First, completion order never matches transport order for recv or send no matter what. That would never be true on Windows even with the legacy UP kernels.
Next, to be clear, file IO does not matter (the higher level initiator knows what block he is writing to / reading from and does not need the FS driver to tell him). IRPs to arbitrary devices do not matter (though some might benefit). Within the scope of network IO, the send path does not matter regardless of protocol (concurrent writes to the same stream always need to be guarded with a higher level synch object unless they could be guaranteed atomic and the higher level protocols don’t contain sequence numbers). And the recv path of UDP and other protocols that return one packet per IRP do not matter (as the order is fundamentally not guaranteed from the network, so any extra changes in order in the OS don’t matter). And within the scope of TCP based protocols, the only ones that matter are those that can multi-plex requests within a single TCP stream.
Classic protocols such as SMTP and HTTP 1 and even TDS have IO patterns where the client sends a command to the server, then waits for the response and then sends another one. The IRP times are dwarfed by the network round trip times and if the TCP server has to issue 2 or 3 or 10 reads to read the whole command it has no significant impact on the overall performance of the system. That performance limit is based principally on the bandwidth latency product issue. It can be extended by using multiple connections, but there are situations when multiple connections are problematic (guaranteed in order delivery) and even when they can be used the total system performance will be less since routers switches and firewalls along the way will have to maintain larger NAT, XLATE and other tables as well as process the extra packets for the connection setup and teardown. Add in any amount of packet loss / reordering and any amount of latency and performance can suffer terribly. That will be true in any case, but when that’s not true, we can do a lot better.
More modern protocols like HTTP 2, SSH 2 and most importantly to me FIX (Financial Information eXchange) allow a pipeline of requests to be in progress on a single TCP connection. Most of the incoming requests at this higher level protocol encoded in the TCP stream are orthogonal from one another, and so can be effectively processed on multiple worker threads, but that can’t be determined until the TCP stream can be reassembled in TCP stream order – which is different that IRP completion order. And because the order within the TCP stream of each socket can only be known by caller in one of two ways (have one recv pending per socket, or use a big lock to make sure a sequence number you assign will be right) that choice has to be made. Typically it is the one recv per socket. But even with large per IRP buffers that model with throttle the per TCP socket performance based on window size stalls caused by premption or starvation.

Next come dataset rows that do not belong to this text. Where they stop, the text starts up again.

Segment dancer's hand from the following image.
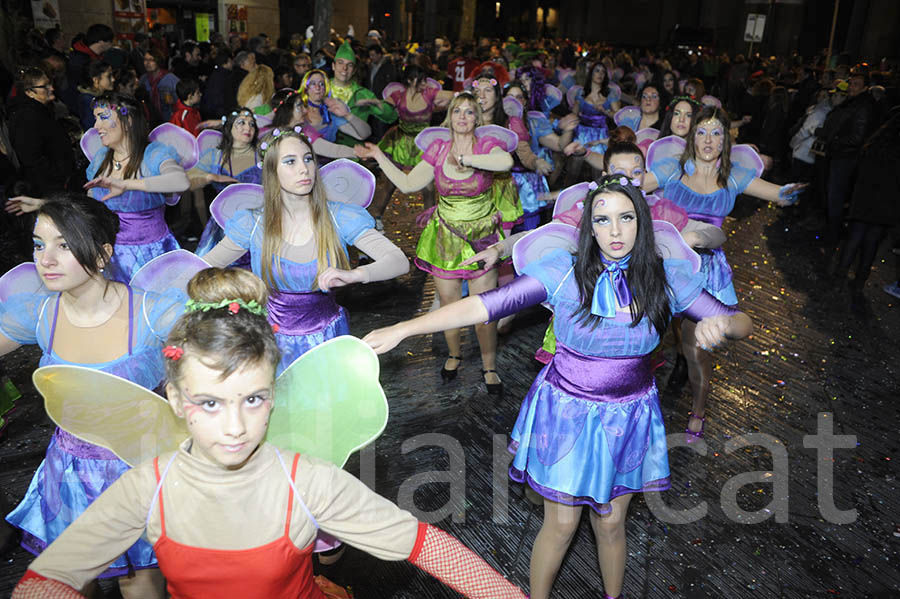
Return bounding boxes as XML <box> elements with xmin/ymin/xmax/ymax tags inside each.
<box><xmin>363</xmin><ymin>324</ymin><xmax>406</xmax><ymax>354</ymax></box>
<box><xmin>535</xmin><ymin>158</ymin><xmax>552</xmax><ymax>175</ymax></box>
<box><xmin>558</xmin><ymin>113</ymin><xmax>579</xmax><ymax>131</ymax></box>
<box><xmin>695</xmin><ymin>315</ymin><xmax>730</xmax><ymax>350</ymax></box>
<box><xmin>563</xmin><ymin>141</ymin><xmax>586</xmax><ymax>156</ymax></box>
<box><xmin>354</xmin><ymin>142</ymin><xmax>383</xmax><ymax>161</ymax></box>
<box><xmin>5</xmin><ymin>196</ymin><xmax>44</xmax><ymax>215</ymax></box>
<box><xmin>354</xmin><ymin>98</ymin><xmax>382</xmax><ymax>107</ymax></box>
<box><xmin>776</xmin><ymin>183</ymin><xmax>808</xmax><ymax>206</ymax></box>
<box><xmin>207</xmin><ymin>173</ymin><xmax>240</xmax><ymax>185</ymax></box>
<box><xmin>460</xmin><ymin>245</ymin><xmax>501</xmax><ymax>269</ymax></box>
<box><xmin>84</xmin><ymin>177</ymin><xmax>129</xmax><ymax>201</ymax></box>
<box><xmin>318</xmin><ymin>267</ymin><xmax>365</xmax><ymax>291</ymax></box>
<box><xmin>325</xmin><ymin>97</ymin><xmax>350</xmax><ymax>117</ymax></box>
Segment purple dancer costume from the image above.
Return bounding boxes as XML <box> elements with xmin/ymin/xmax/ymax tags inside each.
<box><xmin>223</xmin><ymin>202</ymin><xmax>375</xmax><ymax>374</ymax></box>
<box><xmin>477</xmin><ymin>249</ymin><xmax>735</xmax><ymax>512</ymax></box>
<box><xmin>1</xmin><ymin>286</ymin><xmax>182</xmax><ymax>576</ymax></box>
<box><xmin>85</xmin><ymin>141</ymin><xmax>181</xmax><ymax>282</ymax></box>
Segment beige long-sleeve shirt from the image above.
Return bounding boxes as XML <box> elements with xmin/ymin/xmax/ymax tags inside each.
<box><xmin>30</xmin><ymin>441</ymin><xmax>420</xmax><ymax>589</ymax></box>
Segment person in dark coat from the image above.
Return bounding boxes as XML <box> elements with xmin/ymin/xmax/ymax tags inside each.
<box><xmin>201</xmin><ymin>49</ymin><xmax>232</xmax><ymax>120</ymax></box>
<box><xmin>63</xmin><ymin>24</ymin><xmax>113</xmax><ymax>114</ymax></box>
<box><xmin>6</xmin><ymin>66</ymin><xmax>75</xmax><ymax>197</ymax></box>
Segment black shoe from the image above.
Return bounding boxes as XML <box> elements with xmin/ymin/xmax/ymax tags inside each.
<box><xmin>482</xmin><ymin>369</ymin><xmax>503</xmax><ymax>395</ymax></box>
<box><xmin>667</xmin><ymin>354</ymin><xmax>689</xmax><ymax>390</ymax></box>
<box><xmin>441</xmin><ymin>355</ymin><xmax>462</xmax><ymax>382</ymax></box>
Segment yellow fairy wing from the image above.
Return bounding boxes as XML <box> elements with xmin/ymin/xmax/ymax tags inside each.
<box><xmin>34</xmin><ymin>365</ymin><xmax>189</xmax><ymax>467</ymax></box>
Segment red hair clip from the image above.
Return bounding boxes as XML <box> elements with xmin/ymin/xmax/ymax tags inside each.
<box><xmin>162</xmin><ymin>345</ymin><xmax>184</xmax><ymax>361</ymax></box>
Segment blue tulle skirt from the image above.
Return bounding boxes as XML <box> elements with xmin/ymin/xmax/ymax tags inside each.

A much more effective strategy to deal with large changes in the volume of data (as happen routinely with the stock market etc.) is to have a significant number of pre-allocated and pended buffers ready to take up the slack. There is a limit to everything, but if you can plan to handle a peak to typical ratio of 1000:1, in my experience it will work well
So within all of that rambling diatribe, what’s the question? The TCP stack uniquely has the knowledge of which chunk of data it delivers back to the callers of recv etc. belongs where within that stream. That’s it chief function and classically it assumes that applications are comparatively dumb in the way that that stream gets read. But if the application (UM or KM) has to be better than that to achieve performance requirements, it provides no intrinsic opportunity to avoid a heavy handed approach. And that’s where I see the opportunity to improve.
There are many levels of technology in play, but a possible solution would be to set the offset and offset high values in the OVERLAPPED to the TCP sequence of the block returned via a recv call? I won’t get my hopes up on this any more than I have been presuming a support case over crashes in the ODBC client driver during SQL AOAC failover for the last two years either. I think that someone at MSFT forgot that there is a C API and just let the C++ exceptions float on through anyways.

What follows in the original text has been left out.